Each community has a central story about it that is passed down by oral tradition.
We are currently in a city named Battambang. Battambang means lost stick. Mr. Battambang is not a black Buddha. He is just a man.
Each person knows the story. The versions have similarities, but they are all a little different as one hears it from their mother who learned it from their grandmother. This is the version that we were told.
A young country man watched over the cows. (He is called a cowboy, but for me that gives a different image.)
While out watching his cows, he found a black stick and he used it to stir the rice. The rice turned black. This stick had magic power. He used it to control the cows.
The man found favor with the king who made him a general, and he was very successful in war. However, he became power hungry.
He killed most of the king’s family and became the ruler. It was foretold that he would rule 7 years, 7 months, and 7 days, and then a man on a white horse would dethrone him.
One young son of the king was able to escape although his arms and legs had been burned. He was raised by monks.
The son wanted revenge on the man who killed his family. He started to get stronger. A holy man walking beside a white horse approached him and told him to wear these royal clothes, eat this rice, and drink this water. Then, he mounted the white horse. It began to fly.
The man threw his stick at the son, but it missed and was unable to be found. It was lost…and so was he.
The man is a good luck charm even though he was killed. People come to his statue to pray for a safe journey, give thanks for passing an exam or for healing. This doesn’t make sense to me. Why would he be a good luck charm if he was killed?
People offer food, flowers, burn incense, and set caged birds free.
Food is collected at the end of the day by the homeless and hungry.
People in Cambodia believe in magic spirits. One couple came here to pray for their child. They had a baby that looked like the statue.
This monument is very close to the high school and they come here for good luck on their exam.

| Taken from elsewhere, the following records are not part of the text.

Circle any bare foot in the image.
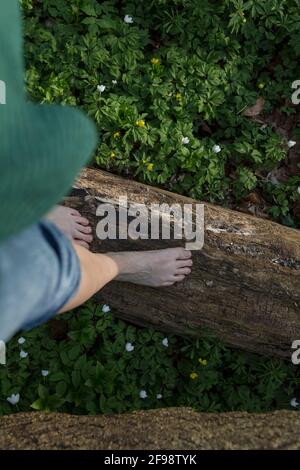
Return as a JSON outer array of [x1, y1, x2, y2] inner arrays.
[[107, 248, 193, 287], [46, 206, 93, 249]]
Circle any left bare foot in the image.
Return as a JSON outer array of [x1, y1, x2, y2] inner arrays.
[[46, 206, 93, 249]]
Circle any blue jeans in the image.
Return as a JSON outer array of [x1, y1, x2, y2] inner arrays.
[[0, 221, 81, 341]]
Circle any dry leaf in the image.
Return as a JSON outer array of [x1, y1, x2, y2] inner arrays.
[[242, 96, 265, 117]]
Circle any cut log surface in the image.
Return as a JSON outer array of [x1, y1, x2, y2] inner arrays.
[[0, 408, 300, 450], [66, 169, 300, 357]]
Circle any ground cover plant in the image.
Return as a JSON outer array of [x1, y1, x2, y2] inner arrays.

People take a picture in front of the community’s iconic statue to prove that they had visited there.
In Cambodia, we saw a cat with a stub for a tail. Poor thing! He must have got into a fight. Then we saw another and another. Apparently cats with stubby or no tails are very common.
We left Battambang and rode in a crowded van on a very bumpy road to Phnom Penh. Watch this video to ride along with us:
Even though the air conditioner was on and we were inside, I still had to wear my dust mask. Our driver would cut it very close with the approaching car.
For a while he rode the bumper of a cow truck. The cow has an effective way to have him back off…but he didn’t use it. I am sure he was thinking about it.
We left at 8:30 and arrived about 4:00. An Indian tuk tuk took us to our hotel called The Penh House. This is the first time that we rode an Indian tuk tuk and boy was it cramped as our luggage was inside with us.
Even though we sat most of the day, we were exhausted. Our hotel was like a refreshing oasis with a rooftop infinity pool. Ahhhhh!